How Japan Lost Its Electronics Crown - gagan2020
http://allthingsd.com/20120815/how-japan-lost-its-electronics-crown/

======
alwaysinshade
Japan's electronics industry has many issues holding it back, but the biggest
one in my mind is how they perceive and implement user interfaces.

I recall buying a Sony MZ-N10 minidisc player [1] around 2002 and it was a
technological breakthrough for its time - impossibly thin, light, robust and
could record audio to disc with incredible clarity. The electronic disk
ejection mechanism was very cool. The battery life was unheard of. The was a
button for every function, and every function could be messed with. I remember
keeping the language in Japanese and the eerie blue backlight on the remote
permanently turned on so that it looked cool.

But at the time it was released Apple had released the iPod.

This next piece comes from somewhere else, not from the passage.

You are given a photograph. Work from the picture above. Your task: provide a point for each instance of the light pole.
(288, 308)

Basically a tiny
HDD and audio decoder hidden under a simple user interface and simple human-
machine-interface. All it did was play music, and it could store a lot of it
for a little over half the price of the MZ-N10. Instead of being encrusted
with a myriad of buttons, it relegated the functionality to the user
interface. Simplicity through clever software.

Since then every Japanese gadget I've purchased has suffered from the same
problem - excellent engineering but poor user-interface. The one exception
being my Canon image stabilised binoculars which have exactly one button and a
focus ring. Japan still reigns supreme for optics.

[1] <http://www.minidisc.org/brian_youn/mzn10/>